During a CDE upgrade, a backup is created as part of the upgrade preparation process. This procedure uses that backup to be restored in a new cluster.
The list of service backups is available in the Backup Library. To locate the Backup Library, in the left navigation menu of CDE select Administration, select Service Details, select the Maintenance tab, and select Backup Library.
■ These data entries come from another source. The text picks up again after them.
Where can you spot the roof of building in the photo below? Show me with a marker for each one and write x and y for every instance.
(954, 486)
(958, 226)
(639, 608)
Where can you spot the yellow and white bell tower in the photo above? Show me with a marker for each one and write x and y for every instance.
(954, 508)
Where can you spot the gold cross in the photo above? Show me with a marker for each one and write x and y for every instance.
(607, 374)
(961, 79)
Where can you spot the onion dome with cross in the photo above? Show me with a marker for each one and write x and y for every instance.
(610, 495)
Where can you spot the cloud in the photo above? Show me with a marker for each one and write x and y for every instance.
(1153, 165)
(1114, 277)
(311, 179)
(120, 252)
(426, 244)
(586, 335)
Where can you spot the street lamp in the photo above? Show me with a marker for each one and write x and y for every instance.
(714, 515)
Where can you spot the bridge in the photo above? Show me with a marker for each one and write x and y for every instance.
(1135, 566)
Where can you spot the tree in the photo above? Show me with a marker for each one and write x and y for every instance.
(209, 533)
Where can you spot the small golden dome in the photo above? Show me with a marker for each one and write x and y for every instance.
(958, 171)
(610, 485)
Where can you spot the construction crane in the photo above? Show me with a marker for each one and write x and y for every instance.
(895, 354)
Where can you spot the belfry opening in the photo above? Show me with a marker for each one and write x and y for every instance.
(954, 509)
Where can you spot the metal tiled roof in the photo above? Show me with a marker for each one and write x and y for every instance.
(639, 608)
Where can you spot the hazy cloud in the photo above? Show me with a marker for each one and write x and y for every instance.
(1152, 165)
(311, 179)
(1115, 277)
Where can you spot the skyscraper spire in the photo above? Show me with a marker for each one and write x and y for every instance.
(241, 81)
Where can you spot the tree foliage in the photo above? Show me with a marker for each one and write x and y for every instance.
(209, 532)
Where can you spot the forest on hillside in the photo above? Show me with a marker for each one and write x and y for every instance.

To obtain the list of all available backups, in the CDP CLI, run:cdp de list-backups
To obtain the list of service backups associated with a specific CDP environment, run
"cdp de list-backups --filter "environment(eq)[***CDP
ENVIRONMENT NAME***]
"
The CDE backup includes the following:
- CDE Service configurations
- Virtual cluster names
- Virtual cluster configurations
- Virtual cluster file-based resources
- Spark job definitions
- Airflow job definitions
- Spark Python-env resources
- Non file-based resources, for example, Python-venv resources and custom runtimes
- Airflow custom operators & libraries
- Logs
- Job run history
- Endpoints
- Ensure that the
catchup
option is not enabled for any user's Airflow jobs.Before the backup starts, if the Airflow DAG
catchup
options are enabled, disable them manually. - By default, the restored service receives the name and ID of the original
backed-up service. To ensure that the backup does not fail due to name and ID
conflicts, perform either of these options:
- Delete the original service, which failed to upgrade during upgrading CDE.
- Rename the service and assign a new ID to it using the
--service-id and --service-name
options.